GDI accuses sites like Reason of lacking transparency on issues like authorship but the group is fairly opaque on its own conclusions and standards. The explanations for tagging these sites are riddled with subjective and ambiguous terms. For example, GDI includes RealClearPolitics due to what GDI considers “biased and sensational language.” Did the reviewers actually visit the sites of Mother Jones and HuffPost in evaluating comparative levels of bias? Were those sites paragons of neutrality and circumspection?

GDI further says that RealClearPolitics “lacked clear and diverse sources.” Many of the sites ranked as most reliable (and thus worthy of advertising revenue) are routinely criticized for excluding conservative or libertarian perspectives. HuffPost and Mother Jones have a range of diversity that runs from the left to the far left.

The New York Times has led efforts to exclude opposing voices from the right. In 2020, the the Times issued a cringing apology for running a column by Sen. Tom Cotton. The Times forced out editor James Bennet and apologized for publishing Cotton’s column calling for the use of the troops to restore order in Washington after days of rioting around the White House. (Bennet recently denounced his former newspaper for abandoning journalistic standards of balance).

The GDI disinformation index shows the very favoritism that it attributes to others. For example, in discouraging advertisers from supporting the New York Post, the group declares that “content sampled from the Post frequently displayed bias, sensationalism and clickbait, which carries the risk of misleading the site’s reader.” The line reflects the utter lack of self-awareness of self-appointed monitors of disinformation. There is no effort to explain what constitutes “clickbait” or “sensationalism” in comparison to more favored sites like HuffPost.

The fact that GDI reflects such bias is not particularly surprising. Disinformation efforts have long displayed pronounced political influences and agendas. Indeed, we have seen recent disclosures of how members of Congress like Rep. Adam Schiff (D., Cal.) secretly sought to use disinformation claims to ban critics, including a columnist, from social media.

What is more troubling is the funding of the United States government for a group seeking to target conservative sites and deter advertisers from supporting them. I recently testified on the disclosures of the Twitter Files and the confirmation of coordination by the FBI and other federal agencies with social media companies in censoring citizens.

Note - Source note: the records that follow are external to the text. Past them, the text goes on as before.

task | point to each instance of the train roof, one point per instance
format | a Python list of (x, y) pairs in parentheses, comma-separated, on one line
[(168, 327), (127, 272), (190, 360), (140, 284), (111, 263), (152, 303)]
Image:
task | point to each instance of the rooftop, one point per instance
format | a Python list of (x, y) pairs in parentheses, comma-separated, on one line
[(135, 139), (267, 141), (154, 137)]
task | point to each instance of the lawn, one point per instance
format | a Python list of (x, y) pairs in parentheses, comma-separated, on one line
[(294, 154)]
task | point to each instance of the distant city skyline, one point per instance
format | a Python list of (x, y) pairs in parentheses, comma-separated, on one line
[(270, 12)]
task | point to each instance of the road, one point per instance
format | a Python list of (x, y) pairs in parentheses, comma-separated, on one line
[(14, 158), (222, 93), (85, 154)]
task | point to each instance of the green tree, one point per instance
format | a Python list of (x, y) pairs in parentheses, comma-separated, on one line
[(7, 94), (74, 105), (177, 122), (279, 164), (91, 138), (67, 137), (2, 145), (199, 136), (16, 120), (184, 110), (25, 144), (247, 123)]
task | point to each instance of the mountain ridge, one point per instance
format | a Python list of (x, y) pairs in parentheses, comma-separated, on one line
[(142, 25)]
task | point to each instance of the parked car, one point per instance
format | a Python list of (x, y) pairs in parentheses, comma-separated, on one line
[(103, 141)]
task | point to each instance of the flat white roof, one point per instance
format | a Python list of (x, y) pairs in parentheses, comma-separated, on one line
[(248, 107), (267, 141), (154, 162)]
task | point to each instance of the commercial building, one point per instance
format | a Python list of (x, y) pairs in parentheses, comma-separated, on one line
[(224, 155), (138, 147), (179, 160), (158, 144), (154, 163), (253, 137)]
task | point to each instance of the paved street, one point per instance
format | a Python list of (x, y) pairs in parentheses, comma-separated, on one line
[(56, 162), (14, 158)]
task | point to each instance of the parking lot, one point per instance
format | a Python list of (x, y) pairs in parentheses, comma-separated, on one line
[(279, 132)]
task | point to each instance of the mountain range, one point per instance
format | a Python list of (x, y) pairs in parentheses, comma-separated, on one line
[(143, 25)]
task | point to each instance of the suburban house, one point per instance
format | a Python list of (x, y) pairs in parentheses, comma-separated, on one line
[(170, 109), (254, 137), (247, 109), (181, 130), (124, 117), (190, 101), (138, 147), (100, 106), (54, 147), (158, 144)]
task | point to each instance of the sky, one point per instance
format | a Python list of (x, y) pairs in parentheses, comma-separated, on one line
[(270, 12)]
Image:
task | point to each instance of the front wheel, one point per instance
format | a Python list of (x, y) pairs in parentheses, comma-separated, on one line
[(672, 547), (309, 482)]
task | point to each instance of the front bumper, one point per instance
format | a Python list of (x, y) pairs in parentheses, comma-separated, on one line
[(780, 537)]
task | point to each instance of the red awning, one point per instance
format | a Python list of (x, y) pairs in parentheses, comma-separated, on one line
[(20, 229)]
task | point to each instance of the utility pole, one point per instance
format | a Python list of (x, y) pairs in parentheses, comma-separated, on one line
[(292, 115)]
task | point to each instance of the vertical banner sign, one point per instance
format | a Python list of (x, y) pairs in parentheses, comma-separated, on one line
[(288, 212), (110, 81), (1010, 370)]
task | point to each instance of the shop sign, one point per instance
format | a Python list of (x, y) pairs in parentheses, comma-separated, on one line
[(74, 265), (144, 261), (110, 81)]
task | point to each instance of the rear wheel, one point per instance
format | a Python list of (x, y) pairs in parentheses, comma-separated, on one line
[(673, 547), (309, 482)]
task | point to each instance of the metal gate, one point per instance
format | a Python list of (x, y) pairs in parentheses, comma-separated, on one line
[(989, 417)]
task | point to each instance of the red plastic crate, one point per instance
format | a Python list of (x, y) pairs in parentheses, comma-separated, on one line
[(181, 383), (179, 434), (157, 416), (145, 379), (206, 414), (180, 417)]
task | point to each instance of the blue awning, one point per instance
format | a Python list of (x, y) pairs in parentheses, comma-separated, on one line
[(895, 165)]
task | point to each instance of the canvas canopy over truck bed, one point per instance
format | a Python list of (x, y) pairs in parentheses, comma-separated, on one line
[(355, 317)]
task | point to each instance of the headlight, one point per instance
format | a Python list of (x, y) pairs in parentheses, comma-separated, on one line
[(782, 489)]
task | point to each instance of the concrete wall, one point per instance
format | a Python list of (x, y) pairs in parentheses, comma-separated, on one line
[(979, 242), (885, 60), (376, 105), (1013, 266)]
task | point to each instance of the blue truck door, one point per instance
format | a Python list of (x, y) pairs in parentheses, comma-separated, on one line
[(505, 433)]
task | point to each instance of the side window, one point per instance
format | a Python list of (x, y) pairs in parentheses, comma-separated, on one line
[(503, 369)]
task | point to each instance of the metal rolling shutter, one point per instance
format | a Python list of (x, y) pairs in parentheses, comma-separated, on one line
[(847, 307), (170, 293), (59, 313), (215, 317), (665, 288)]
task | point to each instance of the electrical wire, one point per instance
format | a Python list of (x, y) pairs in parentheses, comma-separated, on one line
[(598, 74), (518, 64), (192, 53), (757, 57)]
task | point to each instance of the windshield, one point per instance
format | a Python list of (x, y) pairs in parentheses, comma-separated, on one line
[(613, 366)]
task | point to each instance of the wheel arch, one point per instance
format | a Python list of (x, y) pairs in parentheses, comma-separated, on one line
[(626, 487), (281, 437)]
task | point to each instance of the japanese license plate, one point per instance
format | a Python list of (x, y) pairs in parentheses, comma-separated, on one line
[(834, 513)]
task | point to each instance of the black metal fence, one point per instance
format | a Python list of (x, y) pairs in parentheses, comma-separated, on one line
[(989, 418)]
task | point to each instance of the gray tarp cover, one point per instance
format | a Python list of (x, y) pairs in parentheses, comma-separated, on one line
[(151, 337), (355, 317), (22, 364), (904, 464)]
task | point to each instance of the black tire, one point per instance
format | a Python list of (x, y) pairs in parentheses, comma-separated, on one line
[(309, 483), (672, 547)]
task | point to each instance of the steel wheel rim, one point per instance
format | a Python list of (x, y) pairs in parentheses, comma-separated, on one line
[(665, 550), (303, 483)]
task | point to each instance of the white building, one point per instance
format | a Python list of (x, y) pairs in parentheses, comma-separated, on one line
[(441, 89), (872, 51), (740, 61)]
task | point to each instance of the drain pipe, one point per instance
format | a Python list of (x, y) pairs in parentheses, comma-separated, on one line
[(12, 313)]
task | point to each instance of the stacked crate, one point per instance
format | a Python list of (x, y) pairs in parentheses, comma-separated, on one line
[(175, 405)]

I noted that the Administration played the public for chumps. After yielding to an outcry over the creation of the Disinformation Governance Board, the Administration disbanded it. It never mentioned that a far larger censorship effort was being carried out with an estimated 80 federal employees in targeting citizens and others. While the GDI effort is smaller in comparison and effect, it is an additional facet of this effort. It is not known if the Administration has other programs of this kind and the Democrats continue to vehemently oppose any investigation into these free speech concerns.

In other words, the Board was just a shiny object that distracted from a far more comprehensive effort to censor and control speech on social media. I still would not call it disinformation but one might call it deceitful.